Stokes strikes at the heart of the blockchain revolution’s fundamental idea: decentralization. This excerpt was especially well-articulated (if you excuse that the first sentence starts with a comma-less “so”):


So when I speak of "unbundling" and "decentralization," it's important to know

that we will still have intermediaries, but they'll be decentralized. Even more

importantly, the intermediating and facilitating functions that are currently

bundled together in specific intermediaries (retailers, banks, even governments)

will be unbundled into an array of smaller, function-specific intermediaries that

compete with one another in specialized market segments.


To those like myself who believe in the reforms the crypto revolution promises, the primacy of decentralization seems like a no-brainer. But to many on the outside, these concepts are completely foreign. An April 2021 survey conducted by GamblersPick reported that “1 in 4” respondents “believe Dogecoin is the future.” I admit the sample of respondents from a gambling blog is likely not representative of the larger population, but the conclusion is frightening nonetheless: a significant portion of the “somewhat familiar with crypto” crowd is more interested in “meme stocks” and riding bubbles than they are with the the DeFi or financial democratization.


But one need not trust the survey to realize how influential pundits are in the crypto conversation. I saw this screenshot floating around Twitter this weekend, which supposedly provides hard evidence to be bullish on Ethereum because it is “sound money”.



The screenshot is actually from an economic model designed by CADLabs (for the Python-literate, you can download the code for simulation on Github). But the insights such projects provide are too often drowned out by meaningless chatter about deflationary periods that will herald the era of $10,000+ ETH. Suffice to say, I’m skeptical.


Some might say “who cares”? And they have a point: a considerable amount of people who are “interested” in cryptocurrency and blockchain technology are likely more interested in making lots of money in very little time. The volatility that has characterized the token market in the past few years has drawn countless twenty-somethings with extremely high risk portfolios to flood the market. The market is also becoming highly gamified: Twitter personalities like Elon Musk often unabashedly blur the lines between Dogecoin enthusiasm and market manipulation. I’ll admit that this trend is not crypto-specific and may just be a predictable characteristic of youth culture (I’m reminded of the pump-and-dump r/WallStreetBets controversy earlier this year), but that is not a reason to ignore the issue.

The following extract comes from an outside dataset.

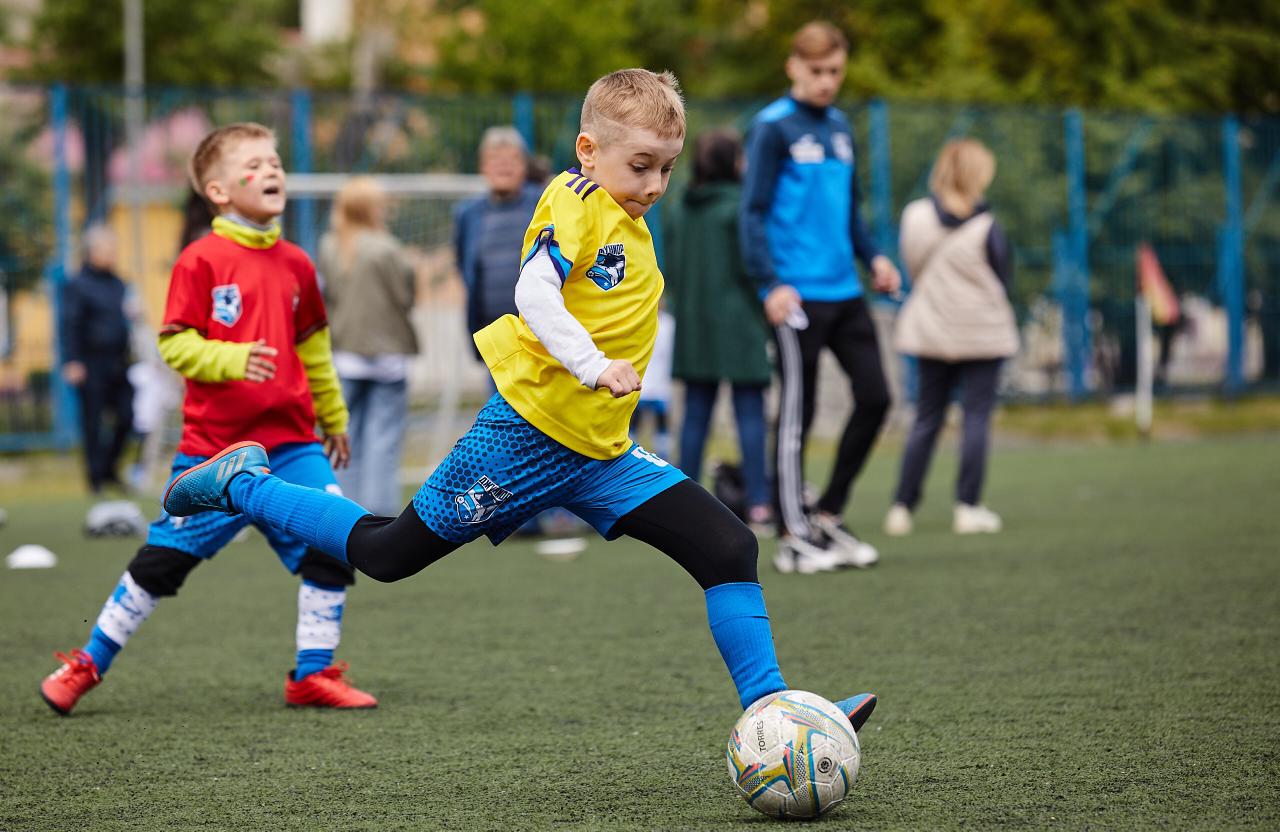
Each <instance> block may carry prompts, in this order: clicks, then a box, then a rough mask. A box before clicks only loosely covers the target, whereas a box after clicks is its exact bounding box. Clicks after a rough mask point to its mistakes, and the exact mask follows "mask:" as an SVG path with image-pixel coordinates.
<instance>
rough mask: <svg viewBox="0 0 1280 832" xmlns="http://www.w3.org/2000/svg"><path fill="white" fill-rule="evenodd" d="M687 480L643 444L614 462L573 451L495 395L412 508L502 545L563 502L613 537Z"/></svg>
mask: <svg viewBox="0 0 1280 832" xmlns="http://www.w3.org/2000/svg"><path fill="white" fill-rule="evenodd" d="M685 479H687V477H686V476H685V475H684V472H681V470H680V468H677V467H676V466H673V465H671V463H669V462H667V461H666V460H662V458H659V457H657V456H654V454H652V453H649V452H648V451H645V449H644V448H641V447H640V445H632V447H631V449H630V451H627V452H626V453H623V454H622V456H620V457H614V458H613V460H593V458H591V457H586V456H582V454H581V453H577V452H576V451H570V449H568V448H566V447H564V445H562V444H559V443H558V442H556V440H554V439H552V438H550V436H548V435H547V434H544V433H541V431H540V430H538V429H536V428H534V426H532V425H530V424H529V422H527V421H525V417H524V416H521V415H520V413H517V412H516V411H515V410H513V408H512V407H511V404H508V403H507V401H506V399H504V398H502V396H500V394H495V396H494V397H493V398H490V399H489V403H488V404H485V406H484V408H481V411H480V413H479V415H477V416H476V421H475V424H474V425H472V426H471V430H468V431H467V434H466V435H465V436H462V439H460V440H458V443H457V444H456V445H453V451H451V452H449V456H448V457H445V458H444V461H443V462H442V463H440V465H439V467H436V468H435V471H434V472H433V474H431V476H430V477H429V479H428V480H426V483H424V484H422V488H420V489H419V492H417V494H415V495H413V508H415V511H417V516H419V517H421V518H422V522H425V524H426V526H428V527H429V529H430V530H431V531H434V532H435V534H438V535H439V536H442V538H444V539H445V540H451V541H453V543H467V541H470V540H475V539H476V538H479V536H480V535H488V538H489V540H492V541H493V543H494V545H497V544H499V543H502V541H503V540H506V539H507V536H508V535H511V532H513V531H515V530H516V529H518V527H520V526H522V525H524V524H525V521H527V520H529V518H530V517H534V516H536V515H539V513H541V512H543V511H545V509H548V508H557V507H562V508H567V509H568V511H571V512H573V513H575V515H577V516H579V517H581V518H582V520H585V521H586V522H589V524H590V525H591V526H593V527H594V529H595V530H596V531H598V532H600V535H602V536H603V538H605V539H607V540H612V539H613V538H616V536H617V535H616V534H611V532H612V529H613V525H614V524H616V522H617V521H618V518H620V517H622V516H623V515H626V513H627V512H630V511H631V509H634V508H636V507H637V506H640V504H641V503H644V502H646V500H648V499H650V498H652V497H654V495H657V494H660V493H662V492H664V490H667V489H668V488H671V486H672V485H676V484H677V483H680V481H681V480H685Z"/></svg>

I imagine the “true” crypto revolutionaries (by this, I mean those who share the ideals of increased decentralization and privacy in financial markets) are akin to the Girondists of the first French Revolution. They are revolutionary, yet reasonable. The crypto grifters, on the other hand, are the Jacobins: thirsty for influence to maximize their gains and eager for chaos in the name of pumping token prices.

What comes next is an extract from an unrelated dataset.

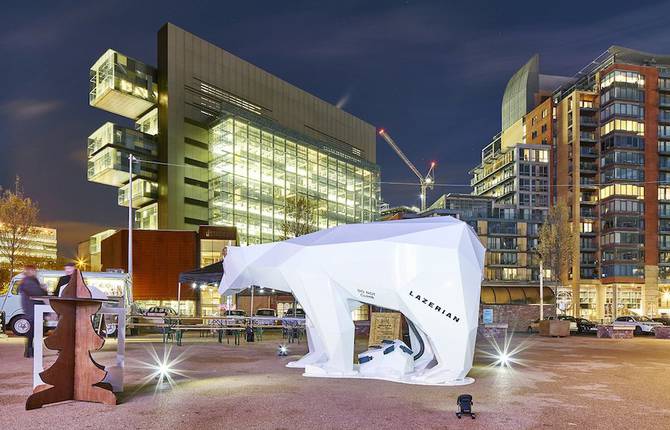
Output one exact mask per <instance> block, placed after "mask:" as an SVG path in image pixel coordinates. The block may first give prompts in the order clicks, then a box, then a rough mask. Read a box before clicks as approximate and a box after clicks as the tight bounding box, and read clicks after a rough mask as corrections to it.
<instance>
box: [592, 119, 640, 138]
mask: <svg viewBox="0 0 670 430" xmlns="http://www.w3.org/2000/svg"><path fill="white" fill-rule="evenodd" d="M613 131H627V132H632V133H635V134H637V135H640V136H643V135H644V123H643V122H639V121H632V120H625V119H614V120H611V121H609V122H607V123H605V125H603V126H602V127H600V135H601V136H604V135H606V134H608V133H611V132H613Z"/></svg>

I fear that as more young people are courted by this twenty-first century Jacobin club, the public will see all blockchain advocates, true believers and carpetbaggers alike, as little more than market manipulators. When the Jacobin faction eventually kneels, whether it be to the pressure of public opposition, strict regulation from government bureaucrats, or some other unforeseen event, it will leave only distrust in the mouths of the public, perhaps permanently kneecapping the blockchain movement. When the dust settles, the big banks and intermediaries will emerge and crown themselves emperors of the financial markets once again.

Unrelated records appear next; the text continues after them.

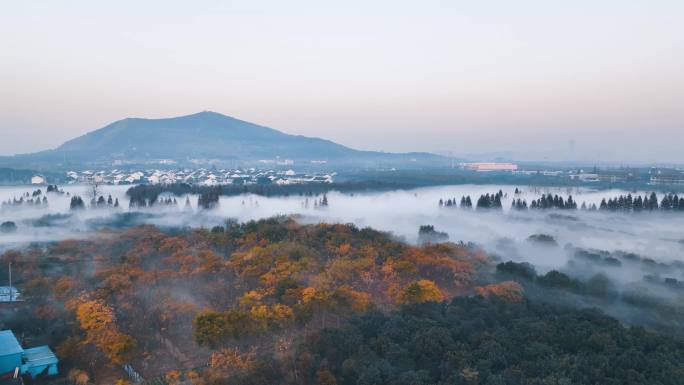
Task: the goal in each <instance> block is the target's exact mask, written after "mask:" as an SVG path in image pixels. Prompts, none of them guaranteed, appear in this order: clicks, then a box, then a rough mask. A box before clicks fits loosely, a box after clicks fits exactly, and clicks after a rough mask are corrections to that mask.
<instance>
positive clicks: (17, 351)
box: [0, 330, 24, 356]
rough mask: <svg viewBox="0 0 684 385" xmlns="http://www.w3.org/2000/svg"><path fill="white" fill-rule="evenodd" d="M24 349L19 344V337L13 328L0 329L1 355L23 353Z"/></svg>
mask: <svg viewBox="0 0 684 385" xmlns="http://www.w3.org/2000/svg"><path fill="white" fill-rule="evenodd" d="M23 351H24V349H22V348H21V345H19V341H17V337H15V336H14V333H12V331H11V330H0V356H8V355H10V354H17V353H22V352H23Z"/></svg>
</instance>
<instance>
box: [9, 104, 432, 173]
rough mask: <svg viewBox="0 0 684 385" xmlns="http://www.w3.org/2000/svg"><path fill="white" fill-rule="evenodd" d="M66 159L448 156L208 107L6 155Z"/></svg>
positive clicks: (306, 157)
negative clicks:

The solution to garnering public opinion of cryptocurrency is not by showcasing its tendency to create (and destroy) lots of cash in very little time, but by developing and presenting solutions to real inefficiencies in the status quo. The path forward is uncertain and the disruptive innovations that blockchain presents will certainly sow discord. “But the destruction will be creative because the crypto-powered creator economy will distribute the rewards of good work to many more individual creators than our current, centralized system.”